Figure 1-8 Ulcerative, exudative lesions on the face of a cat.
This lesion is well suited for impression smears. Slides from these lesions revealed inflammatory cells and many Sporothrix organisms. (Courtesy Oklahoma State University teaching files.)
Figure 1-9 Impression smear of tissue removed at surgery.
The tissue is trimmed so that a fresh surface is created for making the impression smear. If normal tissue surrounding a mass has been excised, it is important to be sure that the tissue is cut through the area of interest. (Courtesy Oklahoma State University teaching files.)

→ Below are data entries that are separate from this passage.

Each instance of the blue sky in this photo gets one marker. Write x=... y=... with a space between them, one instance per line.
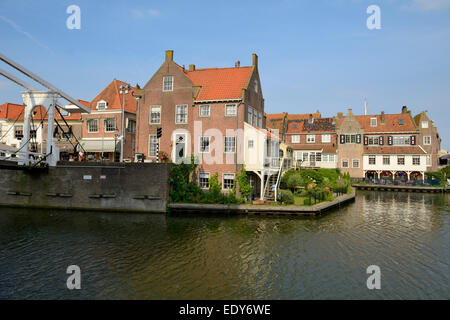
x=313 y=55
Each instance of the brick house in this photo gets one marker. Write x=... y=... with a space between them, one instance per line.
x=208 y=113
x=428 y=138
x=102 y=128
x=380 y=146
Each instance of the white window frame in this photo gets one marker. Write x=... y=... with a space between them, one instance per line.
x=176 y=113
x=102 y=102
x=200 y=174
x=164 y=83
x=150 y=137
x=154 y=110
x=223 y=180
x=200 y=111
x=200 y=144
x=232 y=114
x=88 y=127
x=233 y=138
x=326 y=138
x=348 y=164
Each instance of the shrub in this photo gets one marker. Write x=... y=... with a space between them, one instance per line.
x=286 y=197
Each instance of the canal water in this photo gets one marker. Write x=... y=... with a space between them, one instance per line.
x=138 y=256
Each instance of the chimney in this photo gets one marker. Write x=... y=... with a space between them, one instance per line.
x=169 y=55
x=255 y=59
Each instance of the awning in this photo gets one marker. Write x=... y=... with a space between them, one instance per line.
x=96 y=145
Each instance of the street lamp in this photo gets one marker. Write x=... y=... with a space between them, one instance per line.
x=124 y=89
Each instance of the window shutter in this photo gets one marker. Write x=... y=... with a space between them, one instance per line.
x=390 y=140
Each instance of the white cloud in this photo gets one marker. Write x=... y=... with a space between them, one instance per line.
x=429 y=5
x=139 y=14
x=29 y=36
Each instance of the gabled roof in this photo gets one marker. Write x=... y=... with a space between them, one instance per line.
x=220 y=83
x=391 y=123
x=317 y=125
x=111 y=95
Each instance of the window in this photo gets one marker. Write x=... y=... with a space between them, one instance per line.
x=110 y=124
x=204 y=144
x=204 y=110
x=101 y=105
x=373 y=122
x=131 y=126
x=18 y=132
x=230 y=144
x=401 y=140
x=168 y=83
x=203 y=180
x=326 y=138
x=344 y=163
x=153 y=146
x=155 y=114
x=230 y=110
x=181 y=114
x=92 y=125
x=228 y=181
x=373 y=140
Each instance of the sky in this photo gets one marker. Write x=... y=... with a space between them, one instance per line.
x=313 y=55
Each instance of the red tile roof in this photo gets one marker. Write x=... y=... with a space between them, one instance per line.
x=391 y=123
x=394 y=150
x=111 y=95
x=220 y=83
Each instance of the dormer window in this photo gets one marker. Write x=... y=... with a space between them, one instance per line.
x=102 y=105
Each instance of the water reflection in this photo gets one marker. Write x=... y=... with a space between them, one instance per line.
x=129 y=256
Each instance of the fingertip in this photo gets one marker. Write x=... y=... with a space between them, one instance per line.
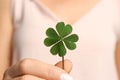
x=67 y=65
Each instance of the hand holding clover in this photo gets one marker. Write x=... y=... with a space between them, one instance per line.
x=61 y=39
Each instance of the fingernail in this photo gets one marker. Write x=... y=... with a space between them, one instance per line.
x=66 y=77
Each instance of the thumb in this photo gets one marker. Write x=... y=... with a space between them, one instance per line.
x=67 y=65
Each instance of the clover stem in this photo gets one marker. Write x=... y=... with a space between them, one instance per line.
x=63 y=62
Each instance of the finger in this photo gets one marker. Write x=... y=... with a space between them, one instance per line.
x=27 y=77
x=36 y=68
x=67 y=65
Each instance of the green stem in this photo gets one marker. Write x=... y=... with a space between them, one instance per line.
x=63 y=62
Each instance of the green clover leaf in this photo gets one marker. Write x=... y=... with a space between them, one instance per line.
x=60 y=39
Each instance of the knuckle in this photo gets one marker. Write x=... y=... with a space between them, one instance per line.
x=50 y=72
x=24 y=65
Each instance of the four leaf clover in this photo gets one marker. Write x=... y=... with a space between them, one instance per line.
x=60 y=39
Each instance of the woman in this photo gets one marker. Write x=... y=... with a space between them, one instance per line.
x=97 y=54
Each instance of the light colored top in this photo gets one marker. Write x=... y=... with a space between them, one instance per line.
x=98 y=30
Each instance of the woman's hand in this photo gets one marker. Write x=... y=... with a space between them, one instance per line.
x=31 y=69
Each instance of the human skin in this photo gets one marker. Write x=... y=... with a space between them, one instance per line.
x=6 y=32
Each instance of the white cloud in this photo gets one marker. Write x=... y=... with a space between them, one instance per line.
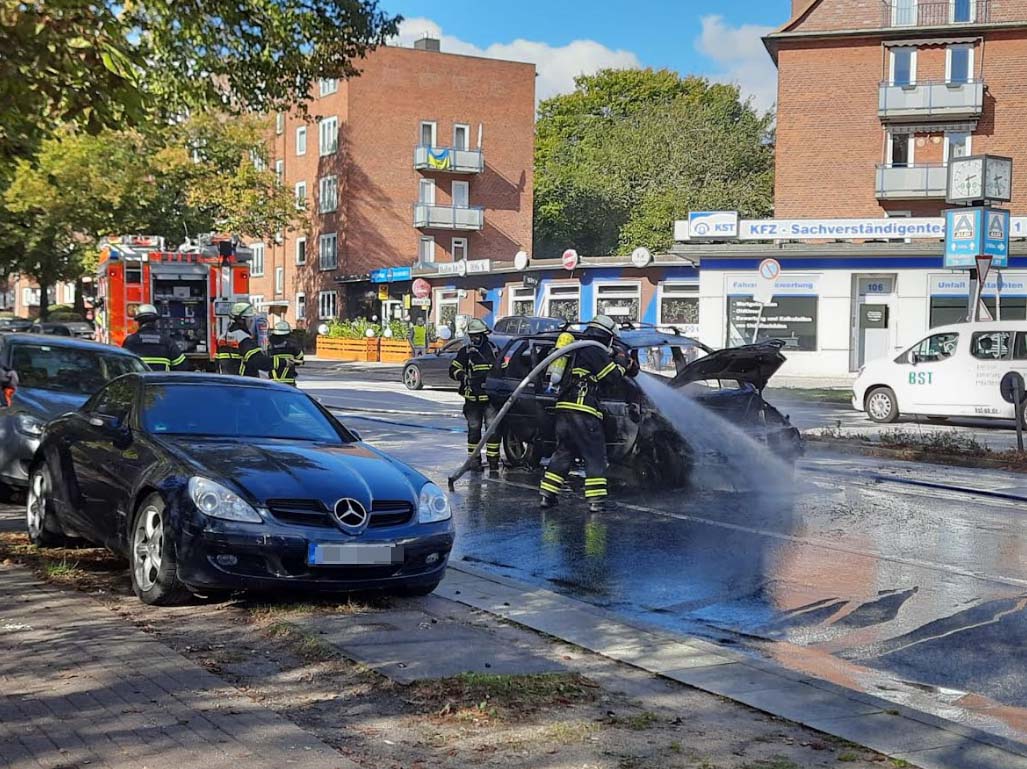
x=743 y=60
x=557 y=66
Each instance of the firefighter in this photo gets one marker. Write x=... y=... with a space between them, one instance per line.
x=238 y=352
x=156 y=349
x=470 y=368
x=286 y=354
x=579 y=420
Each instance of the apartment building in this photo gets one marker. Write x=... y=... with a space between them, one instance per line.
x=424 y=159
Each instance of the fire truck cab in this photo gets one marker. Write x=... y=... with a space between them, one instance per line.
x=193 y=289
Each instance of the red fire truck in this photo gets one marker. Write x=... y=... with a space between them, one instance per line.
x=193 y=289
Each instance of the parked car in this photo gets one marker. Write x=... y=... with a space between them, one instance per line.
x=55 y=375
x=211 y=484
x=955 y=371
x=642 y=446
x=14 y=324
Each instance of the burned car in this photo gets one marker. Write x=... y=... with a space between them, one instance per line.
x=642 y=446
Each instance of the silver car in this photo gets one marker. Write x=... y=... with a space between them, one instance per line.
x=55 y=375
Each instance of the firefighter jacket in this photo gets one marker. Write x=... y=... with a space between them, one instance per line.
x=470 y=369
x=286 y=355
x=238 y=353
x=580 y=391
x=156 y=349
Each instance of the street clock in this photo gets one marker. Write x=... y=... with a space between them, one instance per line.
x=975 y=179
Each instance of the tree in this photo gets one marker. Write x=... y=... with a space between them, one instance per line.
x=629 y=151
x=101 y=65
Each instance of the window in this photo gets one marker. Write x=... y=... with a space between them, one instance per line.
x=903 y=66
x=328 y=252
x=258 y=264
x=328 y=305
x=426 y=192
x=328 y=136
x=523 y=301
x=991 y=346
x=427 y=133
x=328 y=200
x=461 y=137
x=959 y=64
x=426 y=255
x=620 y=301
x=461 y=194
x=564 y=302
x=679 y=306
x=957 y=144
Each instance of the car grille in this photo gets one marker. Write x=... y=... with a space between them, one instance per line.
x=313 y=512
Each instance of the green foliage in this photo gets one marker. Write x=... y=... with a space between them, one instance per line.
x=103 y=65
x=629 y=151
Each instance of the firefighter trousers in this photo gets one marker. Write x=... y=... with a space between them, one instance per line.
x=578 y=436
x=480 y=417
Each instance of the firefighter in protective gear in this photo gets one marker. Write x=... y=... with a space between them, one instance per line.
x=238 y=352
x=156 y=349
x=579 y=419
x=286 y=354
x=470 y=369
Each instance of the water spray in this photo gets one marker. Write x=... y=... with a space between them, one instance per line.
x=555 y=355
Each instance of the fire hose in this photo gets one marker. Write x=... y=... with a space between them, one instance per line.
x=555 y=355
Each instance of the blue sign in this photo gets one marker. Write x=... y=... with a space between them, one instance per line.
x=391 y=274
x=996 y=236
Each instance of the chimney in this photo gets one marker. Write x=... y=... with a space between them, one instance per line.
x=427 y=43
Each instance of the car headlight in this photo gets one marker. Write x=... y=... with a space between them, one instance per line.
x=30 y=425
x=218 y=502
x=432 y=505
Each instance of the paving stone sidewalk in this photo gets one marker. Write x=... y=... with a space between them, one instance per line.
x=81 y=689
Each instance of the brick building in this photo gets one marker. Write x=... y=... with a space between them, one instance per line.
x=425 y=158
x=875 y=95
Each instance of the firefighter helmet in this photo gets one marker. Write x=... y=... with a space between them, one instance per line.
x=242 y=310
x=146 y=313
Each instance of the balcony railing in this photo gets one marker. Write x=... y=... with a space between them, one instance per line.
x=930 y=100
x=911 y=182
x=936 y=12
x=448 y=218
x=448 y=159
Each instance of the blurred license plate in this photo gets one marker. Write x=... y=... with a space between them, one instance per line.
x=354 y=554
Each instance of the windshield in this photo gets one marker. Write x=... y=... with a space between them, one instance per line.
x=69 y=369
x=234 y=412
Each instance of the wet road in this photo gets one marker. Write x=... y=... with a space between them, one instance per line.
x=848 y=572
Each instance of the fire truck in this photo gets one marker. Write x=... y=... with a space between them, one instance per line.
x=193 y=289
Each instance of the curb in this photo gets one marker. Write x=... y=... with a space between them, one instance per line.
x=895 y=730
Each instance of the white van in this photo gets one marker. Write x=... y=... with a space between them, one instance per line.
x=954 y=372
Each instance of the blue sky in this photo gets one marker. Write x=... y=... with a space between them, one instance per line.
x=566 y=37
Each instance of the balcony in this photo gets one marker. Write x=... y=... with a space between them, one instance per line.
x=427 y=217
x=936 y=12
x=448 y=159
x=930 y=101
x=911 y=182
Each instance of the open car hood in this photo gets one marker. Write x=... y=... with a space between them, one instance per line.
x=753 y=364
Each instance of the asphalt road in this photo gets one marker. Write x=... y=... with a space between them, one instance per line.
x=865 y=572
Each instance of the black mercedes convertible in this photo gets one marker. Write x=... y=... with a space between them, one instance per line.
x=211 y=484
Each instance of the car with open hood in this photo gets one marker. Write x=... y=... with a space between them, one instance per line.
x=211 y=484
x=642 y=446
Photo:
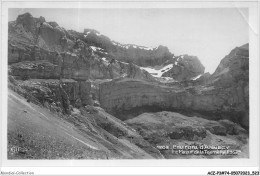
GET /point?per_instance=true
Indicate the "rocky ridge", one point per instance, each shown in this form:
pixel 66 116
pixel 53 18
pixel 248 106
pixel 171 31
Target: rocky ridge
pixel 76 76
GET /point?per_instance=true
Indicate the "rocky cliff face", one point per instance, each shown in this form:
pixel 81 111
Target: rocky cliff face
pixel 122 97
pixel 71 74
pixel 184 68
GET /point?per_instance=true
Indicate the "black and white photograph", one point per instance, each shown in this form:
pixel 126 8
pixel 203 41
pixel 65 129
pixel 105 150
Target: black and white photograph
pixel 129 84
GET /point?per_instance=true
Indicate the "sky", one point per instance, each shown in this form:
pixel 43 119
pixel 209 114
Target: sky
pixel 208 33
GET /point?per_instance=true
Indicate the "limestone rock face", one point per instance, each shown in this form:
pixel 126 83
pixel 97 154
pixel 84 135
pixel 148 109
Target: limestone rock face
pixel 132 96
pixel 184 68
pixel 59 94
pixel 233 69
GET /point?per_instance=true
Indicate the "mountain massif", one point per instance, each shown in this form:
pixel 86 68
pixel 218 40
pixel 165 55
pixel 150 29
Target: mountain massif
pixel 81 95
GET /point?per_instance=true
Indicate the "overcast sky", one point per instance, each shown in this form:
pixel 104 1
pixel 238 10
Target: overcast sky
pixel 209 34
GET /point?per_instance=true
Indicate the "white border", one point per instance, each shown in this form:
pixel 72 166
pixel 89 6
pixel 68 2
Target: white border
pixel 253 160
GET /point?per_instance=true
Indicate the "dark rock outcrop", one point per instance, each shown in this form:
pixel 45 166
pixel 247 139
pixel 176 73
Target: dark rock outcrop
pixel 173 129
pixel 59 93
pixel 122 97
pixel 184 68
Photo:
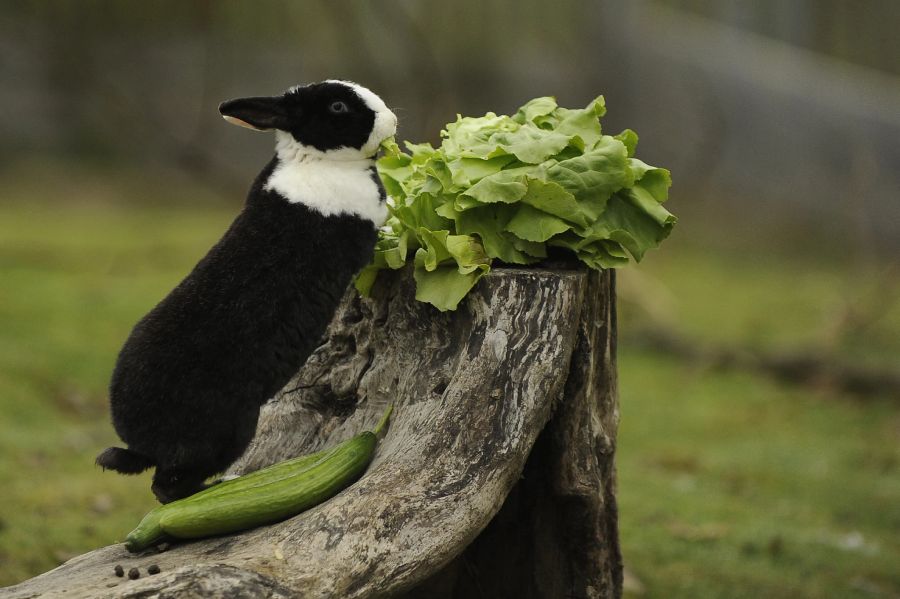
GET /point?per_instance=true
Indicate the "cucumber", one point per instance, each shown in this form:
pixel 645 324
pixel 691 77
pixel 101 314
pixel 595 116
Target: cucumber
pixel 149 532
pixel 276 500
pixel 267 495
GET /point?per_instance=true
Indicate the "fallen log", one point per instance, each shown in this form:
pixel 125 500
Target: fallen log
pixel 495 477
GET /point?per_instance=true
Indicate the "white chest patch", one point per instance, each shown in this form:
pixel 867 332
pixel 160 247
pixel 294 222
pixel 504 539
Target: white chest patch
pixel 330 187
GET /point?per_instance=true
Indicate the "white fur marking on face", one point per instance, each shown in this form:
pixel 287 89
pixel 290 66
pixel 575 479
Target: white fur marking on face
pixel 331 183
pixel 385 123
pixel 236 121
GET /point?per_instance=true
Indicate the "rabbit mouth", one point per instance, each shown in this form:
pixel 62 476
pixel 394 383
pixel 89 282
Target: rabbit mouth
pixel 384 127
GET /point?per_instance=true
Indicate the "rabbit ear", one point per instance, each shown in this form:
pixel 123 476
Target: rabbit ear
pixel 261 113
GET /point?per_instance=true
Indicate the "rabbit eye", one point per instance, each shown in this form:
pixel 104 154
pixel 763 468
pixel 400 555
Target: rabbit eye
pixel 338 107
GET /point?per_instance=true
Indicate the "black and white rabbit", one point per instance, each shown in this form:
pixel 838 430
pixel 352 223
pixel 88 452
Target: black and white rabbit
pixel 190 380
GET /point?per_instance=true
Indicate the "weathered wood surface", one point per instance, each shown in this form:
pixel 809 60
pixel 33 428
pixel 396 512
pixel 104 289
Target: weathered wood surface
pixel 473 391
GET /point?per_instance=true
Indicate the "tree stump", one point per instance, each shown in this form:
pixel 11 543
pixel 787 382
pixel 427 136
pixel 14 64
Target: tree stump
pixel 495 478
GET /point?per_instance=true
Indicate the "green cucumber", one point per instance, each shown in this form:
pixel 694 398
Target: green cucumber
pixel 269 494
pixel 276 500
pixel 148 532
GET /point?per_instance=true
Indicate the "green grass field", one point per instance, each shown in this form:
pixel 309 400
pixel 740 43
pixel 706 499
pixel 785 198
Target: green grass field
pixel 730 485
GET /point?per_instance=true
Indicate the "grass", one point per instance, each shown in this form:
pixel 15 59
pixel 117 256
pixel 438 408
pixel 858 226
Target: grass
pixel 729 484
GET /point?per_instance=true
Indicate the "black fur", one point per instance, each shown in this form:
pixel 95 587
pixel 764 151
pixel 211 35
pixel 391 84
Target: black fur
pixel 190 380
pixel 306 113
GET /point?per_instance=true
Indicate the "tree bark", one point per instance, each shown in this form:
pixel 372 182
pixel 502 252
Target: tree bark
pixel 452 506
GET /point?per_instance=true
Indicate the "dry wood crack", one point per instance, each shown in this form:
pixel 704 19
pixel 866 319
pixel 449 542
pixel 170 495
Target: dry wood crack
pixel 495 479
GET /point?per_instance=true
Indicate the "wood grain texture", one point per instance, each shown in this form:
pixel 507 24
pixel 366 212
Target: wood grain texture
pixel 473 390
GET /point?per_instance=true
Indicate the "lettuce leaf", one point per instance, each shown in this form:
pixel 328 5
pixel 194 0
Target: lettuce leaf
pixel 508 187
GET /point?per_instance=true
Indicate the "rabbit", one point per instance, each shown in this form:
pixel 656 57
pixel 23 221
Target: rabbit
pixel 189 382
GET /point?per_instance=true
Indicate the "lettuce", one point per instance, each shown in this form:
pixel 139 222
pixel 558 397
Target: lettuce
pixel 506 188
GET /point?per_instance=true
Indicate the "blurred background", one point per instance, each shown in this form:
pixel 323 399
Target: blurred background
pixel 759 356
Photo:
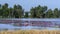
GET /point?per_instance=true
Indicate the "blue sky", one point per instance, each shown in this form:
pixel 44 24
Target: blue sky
pixel 28 4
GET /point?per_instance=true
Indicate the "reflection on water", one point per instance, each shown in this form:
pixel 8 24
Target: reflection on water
pixel 11 27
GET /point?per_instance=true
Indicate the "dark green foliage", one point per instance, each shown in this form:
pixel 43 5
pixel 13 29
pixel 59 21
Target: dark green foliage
pixel 35 12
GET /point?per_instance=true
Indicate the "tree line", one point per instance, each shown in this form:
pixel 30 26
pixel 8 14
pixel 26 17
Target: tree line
pixel 35 12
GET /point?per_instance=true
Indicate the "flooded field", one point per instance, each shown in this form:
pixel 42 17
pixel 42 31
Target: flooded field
pixel 28 24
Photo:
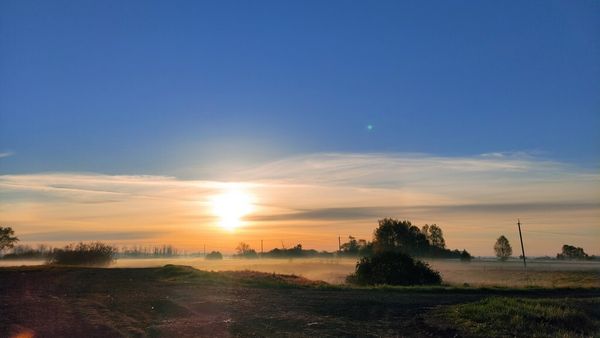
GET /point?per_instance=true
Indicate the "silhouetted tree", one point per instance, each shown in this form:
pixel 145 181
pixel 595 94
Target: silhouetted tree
pixel 572 252
pixel 465 256
pixel 7 238
pixel 214 255
pixel 91 254
pixel 244 251
pixel 355 247
pixel 393 268
pixel 503 248
pixel 394 235
pixel 434 235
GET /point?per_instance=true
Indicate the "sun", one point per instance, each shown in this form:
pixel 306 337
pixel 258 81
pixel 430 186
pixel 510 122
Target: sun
pixel 231 206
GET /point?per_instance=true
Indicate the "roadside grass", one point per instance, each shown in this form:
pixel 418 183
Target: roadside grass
pixel 178 273
pixel 521 317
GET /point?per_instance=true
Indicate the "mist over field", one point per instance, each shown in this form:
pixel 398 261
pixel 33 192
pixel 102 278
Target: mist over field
pixel 479 272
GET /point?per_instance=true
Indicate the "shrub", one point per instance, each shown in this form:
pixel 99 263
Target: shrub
pixel 91 254
pixel 393 268
pixel 214 255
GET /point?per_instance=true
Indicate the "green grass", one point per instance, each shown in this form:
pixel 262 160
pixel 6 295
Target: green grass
pixel 177 273
pixel 503 316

To collect impression smears from tissues collected during surgery or necropsy, the tissue should first be cut so that a fresh surface for imprinting is created (see Figure 1-9). Next, the excess blood and tissue fluid should be removed from the surface of the lesion being imprinted by blotting with a clean absorbent material (Figure 1-10). Excessive blood and tissue fluids inhibit tissue cells from adhering to the glass slide, producing a poorly cellular preparation. Also, excessive fluid inhibits cells from spreading and assuming the size and shape they usually have in air-dried smears. After excess blood and tissue fluids have been blotted from the surface of the lesion, the surface of the lesion is touched (pressed) against the middle of a clean glass microscope slide and lifted directly up (Figure 1-11). This should be repeated several times so that several tissue imprints are present on the slide. If the excess blood has been adequately removed, the tissue will stick somewhat to the slide and will appear to peel off the slide, if removed slowly. Properly made slides will have slightly opaque areas at the areas of the impressions but should not have excessively thick areas of blood (Figure 1-12).